And like in '08-'09, there will be those who are foolish to sell off everything.
Ebb and flow, that's the market. It's not for the faint of heart either. So if you do sell off, remember I'll be there buying it when it is near the bottom, just like I did in 09.
If you sold off late 2007 or very early 2008, you avoided a 50% drawdown. The market didn't get back to breakeven until 5 years later. People knew the real-estate market was completely nuts by late 2007, but only some people knew how gigantically insane the mortgage and derivatives market was. So, there was an inkling to get out for all, but a strong warning only to experts. So, not the strongest of warnings for the average person, I grant you.
In 2000, the warning was there for everyone, as the .com bubble was enormously clear. For people who sold off in 2000, they avoided a 50% drawdown on the S&P 500 and an 80% drawdown on the Nasdaq. It took the S&P seven years to get back to that level, and then it promptly crashed again and took another 5 years to get back to that level. The Nasdaq only now is about where it was in 2000 -- 15 years later.
Today, in my opinion, we have very clear warnings. We have had:
-- the unprecedented 7 years of interest rates at zero,
-- trillions of dollars in free money,
-- crazy charts of monetary base,
-- crazy amounts of reserves at the Fed,
-- crazy Fed balance sheet,
-- much larger debt than at the peak of 2008,
-- enormously more money in derivatives than at the peak of 2008,
-- housing prices that are nearing their peaks of 2008,
-- Shiller PE/Tobin's Q that (prior to the last 3 days) at the 4th highest mark in history (the other three being just prior to gigantic crashes),
-- historically gigantic levels of margin debt in the US and China,
-- Bank of Japan printing money to buy the bonds issued by Japan, monetizing their debt,
-- China building ghost cities,
-- periods of negative interest rates across large swaths of European government debt,
-- horrible percent of Americans fully employed (and we have it great compared to young people in Europe).
Additionally, in recent weeks:
-- Greece is finally in its end game of default,
-- Puerto Rico has defaulted on its debt,
-- Commodities (especially oil and copper) are crashing,
-- China's absurdly valued stock market has finally started its crash, which can't even be stopped by the totalitarian power of the Chinese government making shorting illegal, ordering many institutions to buy stocks at any value, arresting speculators here and there, stopping trading on half or more of their stocks, pouring trillions of renminbi into the purchase of stocks.
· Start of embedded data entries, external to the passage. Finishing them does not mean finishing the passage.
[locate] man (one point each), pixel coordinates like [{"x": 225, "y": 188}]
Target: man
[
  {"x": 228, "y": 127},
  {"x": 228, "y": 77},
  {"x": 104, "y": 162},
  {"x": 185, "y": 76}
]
Today, the US market has had a day where stocks such as JP Morgan Chase, CVS, Home Depot, Verizon, and many others gapped down 20% (!) at the beginning of the day before climbing up to only a several-percent loss.
I understand the buy-and-hold argument. I understand that timing is usually difficult. I understand that I could be wrong -- but to me things seem very ominous right now.